罪と罰(市橋達也「逮捕されるまで」感想)

市橋達也「逮捕されるまで」読了。すごく面白かった。

読んだ人が「この主人公は自分だ」と思う人とそうでない人に分かれる、というのは太宰治人間失格」だっただろうか。
私はこの本の主人公は自分だと思いながら読んだ。主人公というか実在する人なのだけど。

自分が行った行為を受け止めることができず、現実から逃避するときばかり行動的。最後には変に楽観的な行動で捕まった。

主人公は、逃亡しながら本を読んでいた。ああ、私が警察から逃げることになってもきっと本を読むんだろうなと思って、妙に自分を重ねて読んでしまった。

山のなかで、寒さと空腹のなか幻覚を見ていた。動くネオンの看板。マッチ売りの少女は本当にあった話なのだ。少女は幻覚を見ていたのだ。

主人公は「罪と罰」も読んで買っていた。「罪を犯したのに、こんな風に救われていいのか」というのが主人公の感想だった。あなたはそんな風には救われない、と私は思った。

懸賞金をかけることの意味がよくわかっていなかったんだけど、この本を読んでわかった。逃亡者は西成にいる。
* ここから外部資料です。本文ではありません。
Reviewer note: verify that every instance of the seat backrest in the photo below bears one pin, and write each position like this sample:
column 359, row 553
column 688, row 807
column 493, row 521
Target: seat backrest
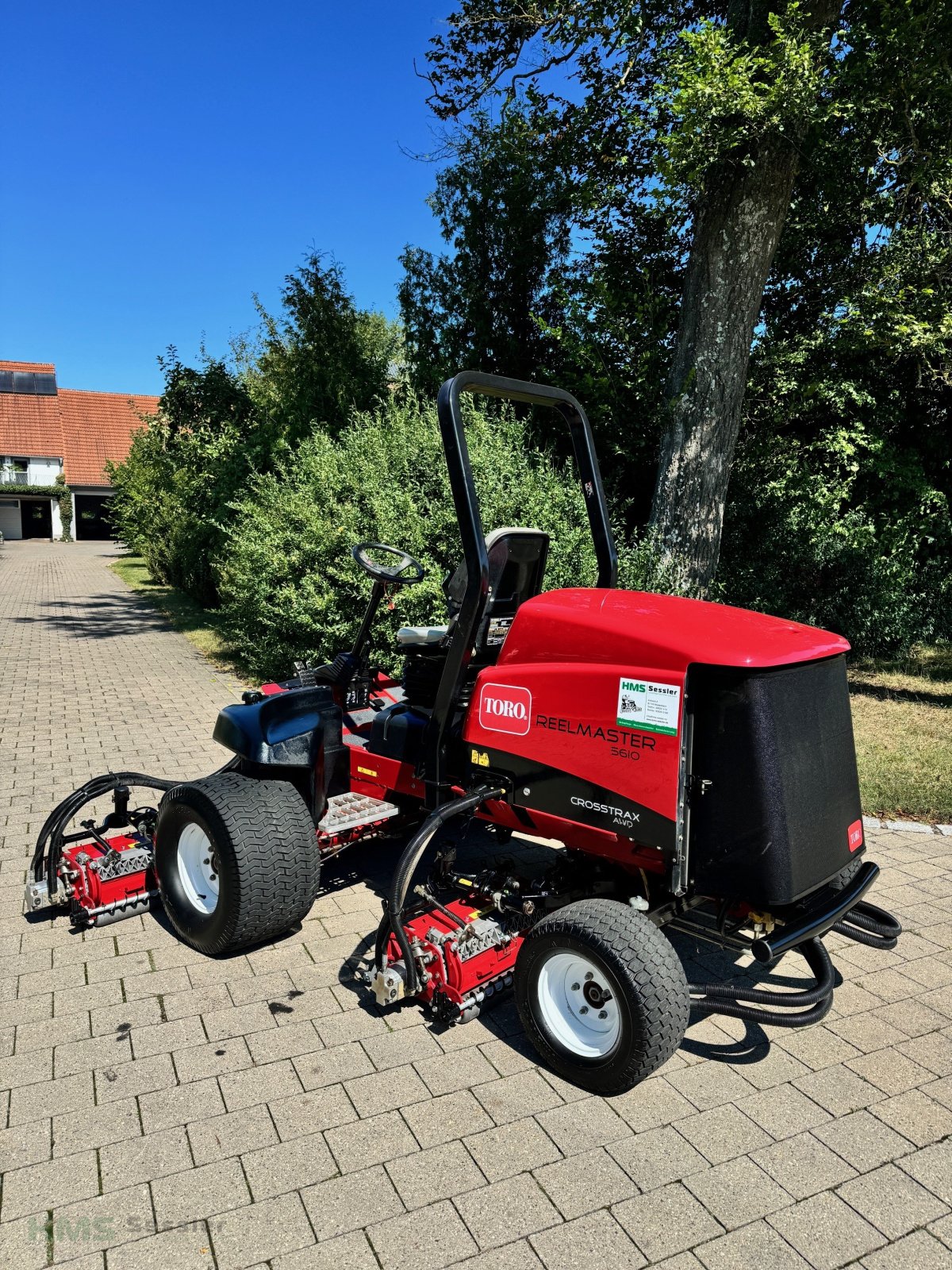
column 517, row 567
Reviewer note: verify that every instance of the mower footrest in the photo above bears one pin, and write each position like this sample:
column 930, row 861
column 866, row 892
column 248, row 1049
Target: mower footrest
column 353, row 812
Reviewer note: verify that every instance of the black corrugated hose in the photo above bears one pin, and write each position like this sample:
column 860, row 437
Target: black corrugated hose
column 866, row 924
column 721, row 999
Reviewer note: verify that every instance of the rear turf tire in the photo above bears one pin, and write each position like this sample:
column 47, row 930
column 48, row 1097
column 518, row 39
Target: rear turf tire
column 603, row 946
column 264, row 870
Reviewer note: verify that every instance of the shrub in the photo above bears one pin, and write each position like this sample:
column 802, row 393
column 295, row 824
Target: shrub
column 289, row 584
column 844, row 533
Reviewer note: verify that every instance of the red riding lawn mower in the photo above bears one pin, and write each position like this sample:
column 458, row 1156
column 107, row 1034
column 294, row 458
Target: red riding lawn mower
column 696, row 761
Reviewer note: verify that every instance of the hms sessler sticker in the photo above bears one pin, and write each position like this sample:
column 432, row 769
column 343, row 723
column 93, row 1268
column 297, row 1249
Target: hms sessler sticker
column 649, row 706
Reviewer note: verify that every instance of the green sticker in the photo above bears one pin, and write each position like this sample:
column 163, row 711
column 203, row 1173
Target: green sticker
column 649, row 706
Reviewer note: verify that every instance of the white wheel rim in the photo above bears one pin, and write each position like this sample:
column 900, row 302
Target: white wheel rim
column 578, row 1005
column 197, row 869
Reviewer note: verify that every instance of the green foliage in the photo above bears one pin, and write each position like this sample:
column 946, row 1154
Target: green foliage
column 324, row 357
column 290, row 587
column 843, row 533
column 65, row 501
column 183, row 469
column 719, row 94
column 217, row 425
column 503, row 207
column 33, row 491
column 839, row 506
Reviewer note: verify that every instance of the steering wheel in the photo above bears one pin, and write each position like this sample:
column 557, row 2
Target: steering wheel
column 390, row 577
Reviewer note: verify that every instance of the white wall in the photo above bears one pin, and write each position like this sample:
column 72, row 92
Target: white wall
column 44, row 471
column 10, row 521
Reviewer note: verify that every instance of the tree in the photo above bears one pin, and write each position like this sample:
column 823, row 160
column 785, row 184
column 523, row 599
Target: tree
column 324, row 357
column 704, row 107
column 503, row 206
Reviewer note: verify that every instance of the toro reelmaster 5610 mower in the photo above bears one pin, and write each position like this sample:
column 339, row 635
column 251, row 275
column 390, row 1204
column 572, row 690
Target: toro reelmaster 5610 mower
column 696, row 761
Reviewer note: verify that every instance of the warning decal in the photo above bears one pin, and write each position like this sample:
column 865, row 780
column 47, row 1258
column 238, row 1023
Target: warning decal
column 649, row 706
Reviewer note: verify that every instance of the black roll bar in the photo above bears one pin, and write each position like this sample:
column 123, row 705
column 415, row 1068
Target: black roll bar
column 467, row 514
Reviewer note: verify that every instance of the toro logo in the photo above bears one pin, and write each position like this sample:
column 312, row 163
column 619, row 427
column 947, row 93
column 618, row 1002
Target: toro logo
column 505, row 708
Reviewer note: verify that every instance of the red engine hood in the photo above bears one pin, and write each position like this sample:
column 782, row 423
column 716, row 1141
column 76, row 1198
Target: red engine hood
column 662, row 632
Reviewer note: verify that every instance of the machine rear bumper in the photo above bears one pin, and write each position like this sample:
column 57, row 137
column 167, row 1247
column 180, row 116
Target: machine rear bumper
column 818, row 918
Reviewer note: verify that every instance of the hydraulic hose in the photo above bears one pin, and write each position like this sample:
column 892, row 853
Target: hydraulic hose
column 866, row 924
column 50, row 840
column 406, row 867
column 721, row 999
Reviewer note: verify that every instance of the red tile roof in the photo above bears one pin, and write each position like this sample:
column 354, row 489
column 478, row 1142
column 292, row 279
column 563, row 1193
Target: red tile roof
column 29, row 425
column 97, row 427
column 83, row 429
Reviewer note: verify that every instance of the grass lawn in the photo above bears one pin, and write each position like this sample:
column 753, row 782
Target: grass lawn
column 901, row 710
column 903, row 723
column 198, row 625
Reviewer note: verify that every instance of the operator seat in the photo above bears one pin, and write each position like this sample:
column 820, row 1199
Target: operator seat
column 517, row 565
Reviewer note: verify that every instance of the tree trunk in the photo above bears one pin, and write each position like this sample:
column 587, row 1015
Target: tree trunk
column 736, row 229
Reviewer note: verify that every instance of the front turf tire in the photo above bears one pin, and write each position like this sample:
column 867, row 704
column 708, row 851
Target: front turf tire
column 602, row 995
column 264, row 872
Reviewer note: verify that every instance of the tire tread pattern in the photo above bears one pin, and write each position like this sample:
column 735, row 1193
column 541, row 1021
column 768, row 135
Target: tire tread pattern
column 651, row 972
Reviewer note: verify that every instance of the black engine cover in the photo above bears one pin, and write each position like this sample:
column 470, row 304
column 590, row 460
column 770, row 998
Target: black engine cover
column 777, row 749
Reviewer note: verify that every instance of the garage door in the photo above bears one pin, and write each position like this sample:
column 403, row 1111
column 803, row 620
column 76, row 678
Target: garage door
column 92, row 518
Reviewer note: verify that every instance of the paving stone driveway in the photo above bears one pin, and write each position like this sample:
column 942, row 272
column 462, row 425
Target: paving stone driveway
column 164, row 1109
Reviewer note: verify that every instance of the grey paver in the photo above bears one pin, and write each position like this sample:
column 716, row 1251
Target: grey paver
column 260, row 1232
column 425, row 1241
column 892, row 1200
column 181, row 1198
column 56, row 1181
column 347, row 1203
column 584, row 1183
column 593, row 1240
column 932, row 1166
column 371, row 1142
column 437, row 1174
column 352, row 1251
column 455, row 1115
column 827, row 1231
column 738, row 1191
column 187, row 1249
column 804, row 1165
column 206, row 1083
column 512, row 1149
column 507, row 1210
column 222, row 1136
column 657, row 1157
column 141, row 1160
column 287, row 1166
column 755, row 1245
column 666, row 1221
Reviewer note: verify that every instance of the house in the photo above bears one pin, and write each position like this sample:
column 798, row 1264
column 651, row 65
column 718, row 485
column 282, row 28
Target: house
column 48, row 432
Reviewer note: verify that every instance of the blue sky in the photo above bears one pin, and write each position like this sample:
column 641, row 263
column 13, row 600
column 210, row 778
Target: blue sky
column 164, row 162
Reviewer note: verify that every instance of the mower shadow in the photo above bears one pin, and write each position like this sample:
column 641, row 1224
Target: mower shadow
column 107, row 618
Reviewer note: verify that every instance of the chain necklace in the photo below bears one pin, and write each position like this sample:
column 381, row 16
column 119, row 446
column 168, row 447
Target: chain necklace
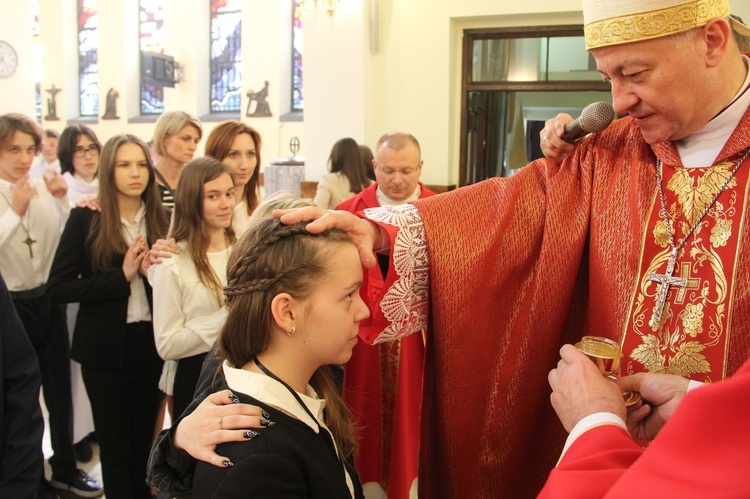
column 28, row 241
column 132, row 236
column 667, row 279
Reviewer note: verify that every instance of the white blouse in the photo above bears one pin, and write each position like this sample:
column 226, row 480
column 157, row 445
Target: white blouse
column 187, row 317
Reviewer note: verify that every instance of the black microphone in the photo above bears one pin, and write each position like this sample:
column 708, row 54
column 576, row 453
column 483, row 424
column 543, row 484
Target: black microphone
column 594, row 118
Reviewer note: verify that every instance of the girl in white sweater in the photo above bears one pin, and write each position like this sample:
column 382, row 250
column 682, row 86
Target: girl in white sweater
column 187, row 287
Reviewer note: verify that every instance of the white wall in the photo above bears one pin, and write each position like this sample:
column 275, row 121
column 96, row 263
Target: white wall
column 17, row 91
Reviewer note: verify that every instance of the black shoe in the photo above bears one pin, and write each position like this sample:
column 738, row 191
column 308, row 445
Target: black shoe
column 78, row 483
column 46, row 491
column 83, row 450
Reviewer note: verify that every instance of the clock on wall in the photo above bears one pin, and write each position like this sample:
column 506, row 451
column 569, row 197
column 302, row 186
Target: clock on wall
column 8, row 59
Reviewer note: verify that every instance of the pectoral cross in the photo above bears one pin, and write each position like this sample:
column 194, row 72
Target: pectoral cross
column 666, row 281
column 28, row 242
そこにいる日雇労働の人たちは、懸賞金100万円のためならこぞって情報を提供するんだろう。

主人公は昔読んだ本に「お遍路を何周もすると死んだ人が生き返る」と書いてあったのを思いだし、四国へ渡ってお遍路を始めた。「そうすればリンゼイさんが生き返ると思った」と書かれていたけど、きっと本気では信じてなくて、ただなにもしないのがいたたまれなくて贖罪っぽいことをしてみたのではないかな。結局彼は一周もしないままお遍路を中断した。「ああ、贖罪っぽいことに飽きたのかな」と思って辛くなった。

主人公が時折口にするリンゼイさんへのお詫びの気持ち、あまりにも腹がたつし、そんなに軽く口にするのか、と思う。そう思う一方、彼は自分のこと第一で考えているから、その気持ちもわかるな、と主人公の行動を理解できる自分もこわい。